The team’s work is detailed in the journal ACS Nano.

Source: Harvard University

6 comments
Bob Ehresman
No mention of how durable these coatings may be....
Todd Dunning
As a pilot, this is a gigantic innovation for aircraft. Most people have no idea that ice is the #2 killer in aviation. Ice buildup on control surfaces, wings and props is a constant concern when the temperature approaches the dewpoint, and often decides when and where we go. Aviation has been looking for a better solution like this for generations.

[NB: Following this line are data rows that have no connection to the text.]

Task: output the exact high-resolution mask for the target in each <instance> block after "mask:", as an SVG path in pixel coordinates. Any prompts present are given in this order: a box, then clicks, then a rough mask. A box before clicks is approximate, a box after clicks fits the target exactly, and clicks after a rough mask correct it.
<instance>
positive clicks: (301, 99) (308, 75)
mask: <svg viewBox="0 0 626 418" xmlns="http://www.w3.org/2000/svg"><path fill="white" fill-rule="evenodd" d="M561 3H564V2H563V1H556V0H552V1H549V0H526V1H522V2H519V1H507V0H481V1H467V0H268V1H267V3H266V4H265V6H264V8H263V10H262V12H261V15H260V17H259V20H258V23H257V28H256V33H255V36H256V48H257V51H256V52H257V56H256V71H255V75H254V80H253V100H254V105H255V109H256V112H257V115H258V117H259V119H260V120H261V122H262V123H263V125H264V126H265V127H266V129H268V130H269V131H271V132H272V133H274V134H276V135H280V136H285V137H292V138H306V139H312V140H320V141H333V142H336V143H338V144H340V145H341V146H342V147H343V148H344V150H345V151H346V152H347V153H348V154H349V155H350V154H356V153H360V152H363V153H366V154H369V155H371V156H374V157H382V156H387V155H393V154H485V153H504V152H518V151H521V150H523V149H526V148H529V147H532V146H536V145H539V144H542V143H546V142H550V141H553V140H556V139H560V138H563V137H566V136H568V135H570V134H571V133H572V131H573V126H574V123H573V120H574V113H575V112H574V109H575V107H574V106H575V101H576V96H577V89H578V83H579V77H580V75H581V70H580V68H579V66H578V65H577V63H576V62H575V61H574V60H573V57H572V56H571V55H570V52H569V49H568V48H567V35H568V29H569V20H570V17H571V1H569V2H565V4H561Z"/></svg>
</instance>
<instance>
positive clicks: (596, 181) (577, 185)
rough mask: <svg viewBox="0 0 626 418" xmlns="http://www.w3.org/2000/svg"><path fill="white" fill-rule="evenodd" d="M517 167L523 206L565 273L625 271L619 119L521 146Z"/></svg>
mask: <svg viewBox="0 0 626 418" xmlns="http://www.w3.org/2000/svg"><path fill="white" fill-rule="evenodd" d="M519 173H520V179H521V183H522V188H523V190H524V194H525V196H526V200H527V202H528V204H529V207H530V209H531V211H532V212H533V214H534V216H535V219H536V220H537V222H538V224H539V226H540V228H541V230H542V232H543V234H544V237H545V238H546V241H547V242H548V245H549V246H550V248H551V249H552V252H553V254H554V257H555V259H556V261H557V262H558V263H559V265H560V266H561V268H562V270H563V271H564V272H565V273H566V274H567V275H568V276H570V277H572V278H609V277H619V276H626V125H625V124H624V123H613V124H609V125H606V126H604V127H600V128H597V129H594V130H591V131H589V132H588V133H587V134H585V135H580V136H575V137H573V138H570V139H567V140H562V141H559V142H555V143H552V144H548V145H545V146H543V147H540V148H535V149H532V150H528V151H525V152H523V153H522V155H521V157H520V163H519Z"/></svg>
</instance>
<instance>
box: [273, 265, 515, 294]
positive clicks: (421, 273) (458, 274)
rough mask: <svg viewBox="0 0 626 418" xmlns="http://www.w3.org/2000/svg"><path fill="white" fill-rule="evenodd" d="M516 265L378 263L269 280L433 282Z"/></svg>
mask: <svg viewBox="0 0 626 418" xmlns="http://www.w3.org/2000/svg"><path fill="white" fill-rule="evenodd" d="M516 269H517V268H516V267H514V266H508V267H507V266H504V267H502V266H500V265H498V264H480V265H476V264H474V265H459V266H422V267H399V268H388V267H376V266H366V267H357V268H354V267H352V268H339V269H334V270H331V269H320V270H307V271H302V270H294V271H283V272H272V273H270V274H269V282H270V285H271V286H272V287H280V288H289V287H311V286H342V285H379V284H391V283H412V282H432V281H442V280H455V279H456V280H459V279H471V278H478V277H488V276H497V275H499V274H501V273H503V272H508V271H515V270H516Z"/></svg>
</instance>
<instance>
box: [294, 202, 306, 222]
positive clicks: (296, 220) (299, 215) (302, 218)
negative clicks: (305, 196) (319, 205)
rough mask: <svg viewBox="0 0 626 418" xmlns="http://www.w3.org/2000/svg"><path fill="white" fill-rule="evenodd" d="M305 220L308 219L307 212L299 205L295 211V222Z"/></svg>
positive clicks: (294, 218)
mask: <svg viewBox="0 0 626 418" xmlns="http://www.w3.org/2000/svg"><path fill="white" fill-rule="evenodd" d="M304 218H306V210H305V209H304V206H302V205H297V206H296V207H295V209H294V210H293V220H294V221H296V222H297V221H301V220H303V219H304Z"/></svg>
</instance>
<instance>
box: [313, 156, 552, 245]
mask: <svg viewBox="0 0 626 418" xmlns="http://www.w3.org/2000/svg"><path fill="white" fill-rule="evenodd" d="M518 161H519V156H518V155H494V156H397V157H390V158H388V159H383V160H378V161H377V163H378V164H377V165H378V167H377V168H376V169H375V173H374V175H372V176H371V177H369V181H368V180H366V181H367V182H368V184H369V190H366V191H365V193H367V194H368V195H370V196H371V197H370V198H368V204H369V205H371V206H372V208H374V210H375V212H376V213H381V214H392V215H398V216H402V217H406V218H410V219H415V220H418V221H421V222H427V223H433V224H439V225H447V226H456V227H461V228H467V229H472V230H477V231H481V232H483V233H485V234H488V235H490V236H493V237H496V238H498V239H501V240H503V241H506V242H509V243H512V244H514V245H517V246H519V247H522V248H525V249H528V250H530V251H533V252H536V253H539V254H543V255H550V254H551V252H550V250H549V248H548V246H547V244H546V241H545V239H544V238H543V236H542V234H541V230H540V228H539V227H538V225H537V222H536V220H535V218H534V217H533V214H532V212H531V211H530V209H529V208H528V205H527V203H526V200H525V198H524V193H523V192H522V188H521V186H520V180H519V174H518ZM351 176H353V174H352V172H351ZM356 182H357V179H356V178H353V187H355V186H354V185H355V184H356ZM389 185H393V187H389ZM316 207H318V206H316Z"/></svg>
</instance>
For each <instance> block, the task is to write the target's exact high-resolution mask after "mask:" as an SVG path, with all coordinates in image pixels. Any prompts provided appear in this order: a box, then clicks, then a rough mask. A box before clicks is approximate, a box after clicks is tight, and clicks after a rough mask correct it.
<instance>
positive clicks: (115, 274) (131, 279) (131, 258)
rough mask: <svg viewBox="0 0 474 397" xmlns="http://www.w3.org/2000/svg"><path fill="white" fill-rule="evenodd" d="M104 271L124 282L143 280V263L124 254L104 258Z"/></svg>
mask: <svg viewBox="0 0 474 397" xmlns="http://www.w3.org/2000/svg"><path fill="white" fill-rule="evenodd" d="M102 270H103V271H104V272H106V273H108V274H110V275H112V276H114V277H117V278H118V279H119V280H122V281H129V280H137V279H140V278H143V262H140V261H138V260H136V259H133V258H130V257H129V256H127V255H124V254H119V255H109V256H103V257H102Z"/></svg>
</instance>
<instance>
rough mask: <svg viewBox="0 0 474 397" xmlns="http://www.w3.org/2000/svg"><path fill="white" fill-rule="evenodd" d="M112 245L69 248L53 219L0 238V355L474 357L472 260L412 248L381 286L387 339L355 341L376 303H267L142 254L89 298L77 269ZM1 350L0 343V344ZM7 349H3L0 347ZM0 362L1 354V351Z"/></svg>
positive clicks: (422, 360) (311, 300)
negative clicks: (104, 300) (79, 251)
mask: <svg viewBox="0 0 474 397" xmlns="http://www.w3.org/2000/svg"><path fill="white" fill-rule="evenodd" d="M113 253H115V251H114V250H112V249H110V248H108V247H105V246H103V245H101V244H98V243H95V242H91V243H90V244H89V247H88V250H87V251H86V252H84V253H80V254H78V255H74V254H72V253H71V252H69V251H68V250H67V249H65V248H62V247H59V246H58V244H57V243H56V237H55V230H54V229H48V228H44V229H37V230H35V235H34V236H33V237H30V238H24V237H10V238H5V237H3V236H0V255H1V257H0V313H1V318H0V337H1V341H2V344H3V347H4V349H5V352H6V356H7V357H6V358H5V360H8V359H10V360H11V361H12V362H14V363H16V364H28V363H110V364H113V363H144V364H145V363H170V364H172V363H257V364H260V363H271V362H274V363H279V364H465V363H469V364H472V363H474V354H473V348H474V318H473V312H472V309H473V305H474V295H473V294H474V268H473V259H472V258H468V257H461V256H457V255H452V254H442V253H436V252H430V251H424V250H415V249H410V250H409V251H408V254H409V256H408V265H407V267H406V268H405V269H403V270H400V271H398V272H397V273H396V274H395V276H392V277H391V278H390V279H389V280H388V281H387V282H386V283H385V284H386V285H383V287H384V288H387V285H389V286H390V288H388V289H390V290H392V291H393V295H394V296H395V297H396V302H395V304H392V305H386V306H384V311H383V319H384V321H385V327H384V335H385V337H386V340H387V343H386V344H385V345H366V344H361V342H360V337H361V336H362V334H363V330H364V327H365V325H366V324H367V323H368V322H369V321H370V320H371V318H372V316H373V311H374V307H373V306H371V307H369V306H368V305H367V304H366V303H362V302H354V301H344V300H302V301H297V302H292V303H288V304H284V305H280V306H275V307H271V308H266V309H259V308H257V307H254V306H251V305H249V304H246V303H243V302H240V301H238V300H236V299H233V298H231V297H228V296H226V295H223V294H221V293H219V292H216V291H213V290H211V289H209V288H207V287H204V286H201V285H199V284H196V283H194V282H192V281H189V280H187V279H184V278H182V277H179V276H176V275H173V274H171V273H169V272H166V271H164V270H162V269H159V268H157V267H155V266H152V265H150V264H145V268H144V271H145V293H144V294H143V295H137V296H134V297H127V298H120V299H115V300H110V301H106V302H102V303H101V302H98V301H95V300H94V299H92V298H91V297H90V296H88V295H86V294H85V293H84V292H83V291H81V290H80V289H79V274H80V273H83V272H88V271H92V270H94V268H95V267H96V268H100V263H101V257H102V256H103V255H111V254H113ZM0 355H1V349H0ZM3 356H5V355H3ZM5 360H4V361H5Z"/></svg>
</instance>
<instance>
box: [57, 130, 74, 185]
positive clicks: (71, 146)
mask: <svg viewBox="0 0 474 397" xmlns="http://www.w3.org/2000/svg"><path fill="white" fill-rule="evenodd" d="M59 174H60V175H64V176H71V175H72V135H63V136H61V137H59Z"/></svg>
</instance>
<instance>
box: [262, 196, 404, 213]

No glycol, no deicing boots...maintenance free.
Matt Rings
Would save billions in lost powerlines... now if we could only coat the tree limbs! :) I think this is a huge step forward in preventing water-based damage to infrastructure, equipment and vehicles.
one eyed bear
this would be great for jockey's goggles, motorcycle windscreens, etc.
PimplyDykBallz
Ha ha haa... this will never work for MOST surfaces. I can't believe all the hilarious comments already suggesting this will work. Accumulation of dirt and exposure to elements on exterior surfaces (especially an airplane wing traveling at 400 mph) will completely disable any ability this stuff has to remain slippery enough to let ice and water slide off. What a joke.
Jay Finke
this will never work for MOST surfaces. Well they found out a orange peel surface on the bottom of a boat was more efficient than a smooth surface, if this stuff is super smooth,hard yet flexible who knows it might be the answer ?